Leonard Cohen in the Garden of England

The first time I learned of Cohen
Was as a Canadian in the back garden
Of a Kentish Town bedsit
One tube stop down from Camden.

In garden, smoking my cigarette
I heard some music from the window ledge
Convinced could be a famous British talent
It was indeed a musician.

With long flowing black hair
Behind the white wind swept curtain
The music stopped and he appeared, listened
Then said hello to me in his British accent.

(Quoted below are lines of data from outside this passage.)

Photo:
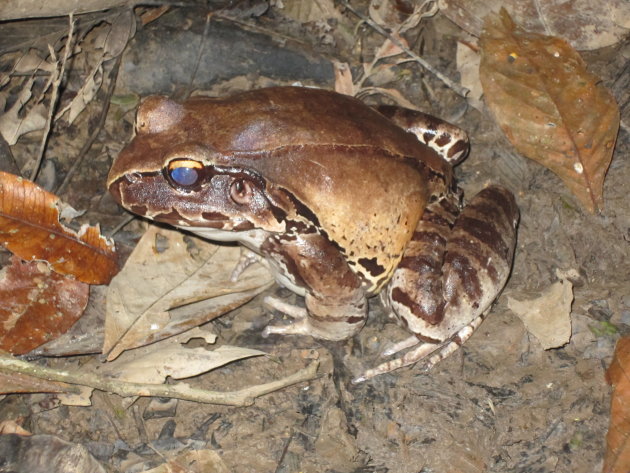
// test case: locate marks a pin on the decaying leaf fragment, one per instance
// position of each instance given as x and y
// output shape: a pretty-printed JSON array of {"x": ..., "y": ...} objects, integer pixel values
[
  {"x": 550, "y": 107},
  {"x": 170, "y": 284},
  {"x": 37, "y": 305},
  {"x": 548, "y": 316},
  {"x": 617, "y": 458},
  {"x": 30, "y": 228}
]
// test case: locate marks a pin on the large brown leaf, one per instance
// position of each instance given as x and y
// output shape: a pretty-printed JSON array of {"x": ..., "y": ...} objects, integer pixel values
[
  {"x": 37, "y": 305},
  {"x": 30, "y": 228},
  {"x": 617, "y": 459},
  {"x": 584, "y": 23},
  {"x": 550, "y": 107}
]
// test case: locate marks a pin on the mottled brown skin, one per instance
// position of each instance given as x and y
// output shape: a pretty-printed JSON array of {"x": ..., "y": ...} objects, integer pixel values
[{"x": 333, "y": 195}]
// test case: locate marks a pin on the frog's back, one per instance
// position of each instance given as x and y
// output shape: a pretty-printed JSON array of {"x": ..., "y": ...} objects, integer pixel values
[{"x": 261, "y": 119}]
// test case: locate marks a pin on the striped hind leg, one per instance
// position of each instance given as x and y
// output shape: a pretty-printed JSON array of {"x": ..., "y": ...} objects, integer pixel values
[{"x": 450, "y": 275}]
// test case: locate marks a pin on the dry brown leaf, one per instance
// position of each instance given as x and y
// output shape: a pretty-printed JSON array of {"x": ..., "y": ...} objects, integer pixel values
[
  {"x": 30, "y": 228},
  {"x": 170, "y": 284},
  {"x": 584, "y": 23},
  {"x": 37, "y": 305},
  {"x": 308, "y": 11},
  {"x": 154, "y": 363},
  {"x": 11, "y": 383},
  {"x": 110, "y": 40},
  {"x": 343, "y": 78},
  {"x": 617, "y": 458},
  {"x": 550, "y": 107},
  {"x": 548, "y": 316},
  {"x": 468, "y": 60},
  {"x": 16, "y": 122}
]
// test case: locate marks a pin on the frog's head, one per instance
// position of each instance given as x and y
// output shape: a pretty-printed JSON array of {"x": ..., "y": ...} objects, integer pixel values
[{"x": 166, "y": 176}]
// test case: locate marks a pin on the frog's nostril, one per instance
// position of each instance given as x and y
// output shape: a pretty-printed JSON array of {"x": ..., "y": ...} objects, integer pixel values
[{"x": 133, "y": 177}]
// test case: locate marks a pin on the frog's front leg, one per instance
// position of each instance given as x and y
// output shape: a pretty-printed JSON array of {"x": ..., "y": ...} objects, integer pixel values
[
  {"x": 449, "y": 277},
  {"x": 308, "y": 264}
]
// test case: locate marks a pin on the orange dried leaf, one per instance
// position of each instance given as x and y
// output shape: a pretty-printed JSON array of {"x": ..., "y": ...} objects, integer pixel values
[
  {"x": 37, "y": 305},
  {"x": 617, "y": 457},
  {"x": 30, "y": 228},
  {"x": 550, "y": 107}
]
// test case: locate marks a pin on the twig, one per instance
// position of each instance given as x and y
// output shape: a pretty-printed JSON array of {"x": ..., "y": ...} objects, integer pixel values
[
  {"x": 97, "y": 129},
  {"x": 458, "y": 89},
  {"x": 56, "y": 83},
  {"x": 242, "y": 397}
]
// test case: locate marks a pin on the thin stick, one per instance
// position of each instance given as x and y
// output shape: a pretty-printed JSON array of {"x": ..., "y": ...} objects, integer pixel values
[
  {"x": 242, "y": 397},
  {"x": 56, "y": 83},
  {"x": 458, "y": 89},
  {"x": 97, "y": 129}
]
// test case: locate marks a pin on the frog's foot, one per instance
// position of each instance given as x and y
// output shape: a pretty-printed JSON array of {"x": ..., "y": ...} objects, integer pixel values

“Hi, I’m Canadian,” I said, like an utter dimwit
jetlagged and intrigued by this Island.
He said, “Ah, from Canada, then
The Land of Leonard Cohen.”

I had been writing poetry in uni
Before I had been having sex.
I was writing about fucking, that and this
But hadn’t heard of Bukowski yet.

And so it was with Leonard Cohen
Hadn’t heard his songs or his poetry then
But the British chap hunted down my address
Mailed me flowers and a copy of “Beautiful Losers” by ’96.

But it took decades before I read it
And when I did, I loved it.
And it was House of Love, Chadwick and Bicks
Who’d turn me onto the covers disc.

“I’m Your Fan” – indeed I am
became because of Gary S Brittain in the garden.
But it was my own trips to Montreal and feeling soul in it
That turned me onto Cohen in the instant.

And the two bars of soap poem I read along the way
The simplicity but majesty he wrote of in his way
And the way he penned of fucking and love poetic
Oh you can’t explain it

So just walk Montreal, and you’ll know of it.